In addition to his research duties, Vladimir has a decade’s experience working with big data, from scientific computing (Matlab, scipy) to parallel processing technologies (Hadoop / Hive) to data storage and pipelining (Redis, mongodb, MYSQL) at the terabyte scale. At Graphika, Vladimir has co-designed and implemented systems that process tens of millions every six hours to deliver timely information on influencers and conversation leaders in online communities tailored to client interests. Vladimir is proficient in over a dozen programming languages and frameworks and has designed production-ready systems for every stage of big data analysis, from collection to client-facing presentation via web, spreadsheet or graphic visualization.
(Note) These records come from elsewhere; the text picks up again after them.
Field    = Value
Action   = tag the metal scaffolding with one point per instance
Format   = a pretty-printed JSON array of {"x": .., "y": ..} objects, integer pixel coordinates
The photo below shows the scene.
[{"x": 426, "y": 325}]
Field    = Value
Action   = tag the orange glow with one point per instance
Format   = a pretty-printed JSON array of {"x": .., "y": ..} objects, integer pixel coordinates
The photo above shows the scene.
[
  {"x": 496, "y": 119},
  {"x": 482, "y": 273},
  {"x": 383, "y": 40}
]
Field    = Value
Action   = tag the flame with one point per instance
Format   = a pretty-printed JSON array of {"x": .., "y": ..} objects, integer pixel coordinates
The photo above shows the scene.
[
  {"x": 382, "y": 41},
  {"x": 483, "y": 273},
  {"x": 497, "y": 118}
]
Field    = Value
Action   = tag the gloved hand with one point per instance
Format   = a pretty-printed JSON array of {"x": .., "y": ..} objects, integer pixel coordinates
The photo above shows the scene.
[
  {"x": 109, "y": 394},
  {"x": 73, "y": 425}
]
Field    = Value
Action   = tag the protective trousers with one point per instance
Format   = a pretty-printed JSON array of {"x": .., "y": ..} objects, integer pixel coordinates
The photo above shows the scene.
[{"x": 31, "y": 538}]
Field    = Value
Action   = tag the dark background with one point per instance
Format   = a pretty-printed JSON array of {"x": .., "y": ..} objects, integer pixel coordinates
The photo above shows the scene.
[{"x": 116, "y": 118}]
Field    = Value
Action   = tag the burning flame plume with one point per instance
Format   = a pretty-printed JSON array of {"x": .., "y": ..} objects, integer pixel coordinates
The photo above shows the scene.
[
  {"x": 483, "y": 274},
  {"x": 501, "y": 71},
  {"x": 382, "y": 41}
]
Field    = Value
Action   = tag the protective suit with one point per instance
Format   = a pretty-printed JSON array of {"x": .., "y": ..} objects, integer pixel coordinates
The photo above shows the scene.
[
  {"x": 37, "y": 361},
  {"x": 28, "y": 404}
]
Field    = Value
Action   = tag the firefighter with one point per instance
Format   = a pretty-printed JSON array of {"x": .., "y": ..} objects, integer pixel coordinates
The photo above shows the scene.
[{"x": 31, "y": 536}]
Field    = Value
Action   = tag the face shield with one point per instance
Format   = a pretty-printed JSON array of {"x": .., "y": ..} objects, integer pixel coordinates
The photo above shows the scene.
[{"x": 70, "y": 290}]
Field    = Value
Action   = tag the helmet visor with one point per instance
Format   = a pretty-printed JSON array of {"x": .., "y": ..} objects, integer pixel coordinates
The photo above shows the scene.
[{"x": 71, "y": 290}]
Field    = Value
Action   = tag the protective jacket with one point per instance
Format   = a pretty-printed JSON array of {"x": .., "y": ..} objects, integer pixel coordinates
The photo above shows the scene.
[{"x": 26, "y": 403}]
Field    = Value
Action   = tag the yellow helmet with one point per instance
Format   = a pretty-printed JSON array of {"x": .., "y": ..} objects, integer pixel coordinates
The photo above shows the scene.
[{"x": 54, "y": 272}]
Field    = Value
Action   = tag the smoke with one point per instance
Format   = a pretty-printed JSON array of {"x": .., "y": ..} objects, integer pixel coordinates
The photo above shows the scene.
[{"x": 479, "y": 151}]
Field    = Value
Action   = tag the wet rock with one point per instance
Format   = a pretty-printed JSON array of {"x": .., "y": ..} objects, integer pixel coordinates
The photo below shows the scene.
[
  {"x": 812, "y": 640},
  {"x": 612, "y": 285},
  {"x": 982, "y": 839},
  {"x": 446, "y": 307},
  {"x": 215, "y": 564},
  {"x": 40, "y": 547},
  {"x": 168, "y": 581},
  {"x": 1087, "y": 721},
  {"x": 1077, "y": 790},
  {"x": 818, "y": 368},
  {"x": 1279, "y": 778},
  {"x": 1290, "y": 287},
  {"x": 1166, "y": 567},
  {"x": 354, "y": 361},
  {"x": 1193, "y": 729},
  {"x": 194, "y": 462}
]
Vladimir has been active in the Social Media Research Foundation (SMRF) and the NodeXL project, helping build a network analysis package that brings relational data analysis at scale to the fingertips of any interested user, without requiring specialized knowledge or technical training beyond familiarity with Microsoft Excel. NodeXL has enabled users in academia, industry and the general public to analyze tens of thousands of social networks, from networks of politicians voting on bills to networks of motorcycle enthusiasts working together. As part of his work with SMRF and the NodeXL team, Vladimir has contributed a chapter on Twitter analysis to Analyzing Social Media Networks with NodeXL: Insights from a Connected World.

Vladimir’s work has received awards at the International Conference for Weblogs in Social Media and Bits on Our Minds. He has presented his research at academic and industrial campuses all over North America and Europe, including: Xerox/PARC, Microsoft, Colgate University, Northeastern University, UMCP and Oxford University (Oxford Internet Institute). He currently resides in Somerville, MA.